Les neurones devront peut-être bientôt partager la vedette sur la scène neuroscientifique.
En effet, un nouveau domaine de recherche prometteur pourrait mener à la découverte de nouvelles cibles thérapeutiques dans le traitement des troubles psychiatriques.
Il s’intéresse à la névroglie, terme qui désigne un groupe de types de cellules non neuronales présentes dans les systèmes nerveux central et périphérique. On appelle également cet ensemble « glie », ou « cellules gliales ».
« Les cellules gliales ont longtemps été laissées pour compte », explique Mari Sild, boursière postdoctorale Horizon au Centre de recherche clinique en santé du Département de psychologie de l’Université Concordia.

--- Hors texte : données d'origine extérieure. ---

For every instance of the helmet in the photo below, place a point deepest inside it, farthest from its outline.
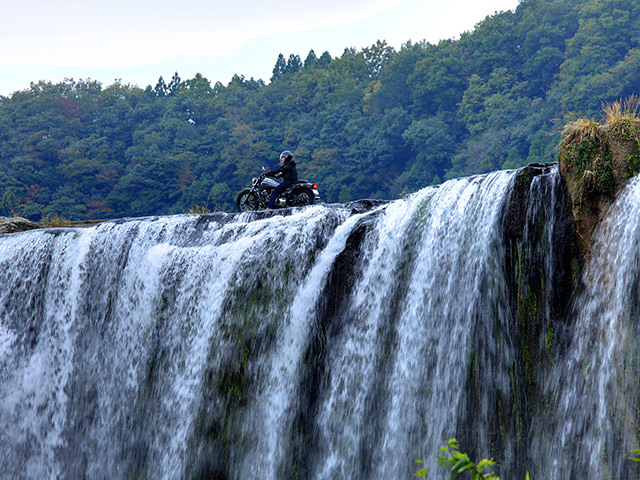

« On a longtemps cru que les neurones étaient les seules responsables des fonctions importantes, et que la névroglie n’était qu’une colle ou un ciment cantonné à un rôle de soutien dans le cerveau. Or, la découverte d’indices d’une implication des cellules gliales dans la maladie psychiatrique a eu pour effet d’ouvrir de nouvelles avenues de recherche qui pourraient mener à divers traitements, diagnostics et méthodes de surveillance des troubles mentaux. »
Colliger des résultats et garder à l’œil la névroglie
Mme Sild a mené à bien une revue de la littérature actuelle qui fait ressortir le rôle de la glie du système nerveux central (SNC) dans le trouble dépressif majeur (TDM) et les troubles anxieux. Un compte rendu de ses travaux, qu’elle a rédigé en collaboration avec sa conseillère aux études postdoctorales Linda Booij, professeure agrégée au Centre de recherche clinique en santé, et Ed Ruthazer, son directeur de thèse à l’Université McGill, a été publié en décembre dernier dans la revue Neuroscience and Biobehavioral Reviews.
Pendant six mois, Mari Sild a passé au peigne fin 1 237 études portant sur la névroglie.
Outre cette revue exhaustive sur le rôle de la glie dans le TDM et les troubles anxieux, la chercheuse a examiné des sujets qui n’avaient pas été suffisamment explorés auparavant, tels que la réponse des cellules gliales aux traitements non pharmacologiques; l’incidence, sur la glie, des traumas survenus tôt dans la vie et des facteurs liés au mode de vie; ainsi que les moyens de surveillance des cellules gliales chez l’humain vivant.
« Une foule d’études corroborent l’hypothèse selon laquelle le TDM, les troubles anxieux et le stress chronique (utilisé pour induire des états semblables au TDM dans des modèles animaux) réduisent généralement le nombre de certaines cellules gliales, comme les astrocytes, les cellules NG2 et les oligodentrocytes dans le cerveau, ou en altèrent les fonctions de soutien neural », précise Mme Sild.
« Et dans de telles conditions, un autre type de glie susceptible d’avoir de plus fortes propriétés pro-inflammatoires, la microglie, pourrait proliférer et intensifier son activité pro-inflammatoire. »
Fait intéressant, ajoute-t-elle, les traitements pharmacologiques (comme les antidépresseurs) et certains facteurs liés au mode de vie (comme l’exercice et l’exposition à un milieu stimulant) favorisent la multiplication des astrocytes et des cellules NG2 ou augmentent leurs fonctions de soutien neural tout en restreignant de façon générale l’activité pro-inflammatoire de la microglie.
Dans leur article, les auteurs observent que les épreuves subies avant la naissance ou tôt dans la vie ont des conséquences sur la glie, entraînant la perte de cellules gliales et une intensification de l’état pro-inflammatoire. Ce lien pourrait expliquer en partie l’importance du stress précoce comme facteur de risque de survenue de troubles psychiatriques plus tard dans la vie.